Isobutanol produced by tweaking common bacterium

Isobutanol - Image from Wikipedia

Isobutanol - Image from Wikipedia

MIT researchers create biofuel using Ralstonia eutropha

Scientists from the Massachusetts Institute of Technology (MIT) have been experimenting with a bacterium known as Ralstonia eutropha, which is commonly found in soil. It is known that the bacterium has a tendency to produce massive amounts of carbon compounds when it is stressed. This tendency has led scientists to believe that the bacterium may be able to produce usable fuel. Researchers have manipulated the bacterium to produce a kind of alcohol known as isobutanol, which can replace or be combined with traditional gasoline.

Bacterium stores carbon material when stressed

MIT researchers, led by Christopher Brigham, a research scientist with MIT’s biology department, believe that the bacterium could be a promising source of clean fuel. Currently experiments are focused on getting the bacterium to use carbon dioxide as a way to generate fuel. When the bacterium is cut off from its source of nutrients, it enters into a carbon storage mode, which allows it to, essentially, store nutrients for later use. When the bacterium senses that its nutrients are becoming scarce, it begins absorbing as much carbon material from its surroundings as possible. This carbon is usually stored in the form of a polymer that shares similar properties with common plastics.

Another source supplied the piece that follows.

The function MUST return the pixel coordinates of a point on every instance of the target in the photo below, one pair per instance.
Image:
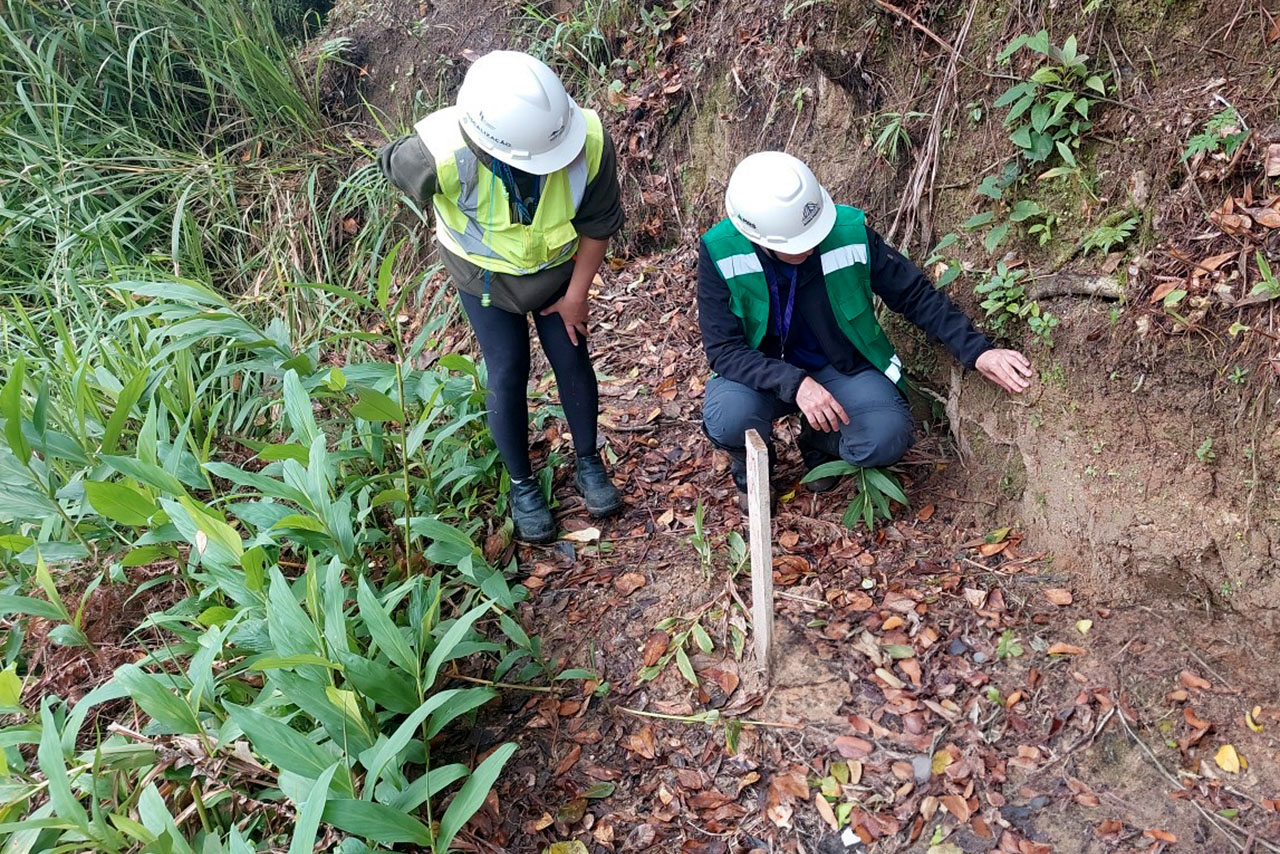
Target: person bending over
(525, 191)
(785, 286)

Tweaked bacterium produces isobutanol instead of polymer

Researchers have manipulated the bacterium to produce usable fuel instead of polymer when the organism begins to absorb and store carbon material. Researchers have demonstrated the process, showing that it is sustainable as long as the organism remains alive. The fuel created by the bacterium – isobutanol – can serve as a replacement for gasoline for vehicles. It can also be mixed with gasoline to create a cleaner burning fuel.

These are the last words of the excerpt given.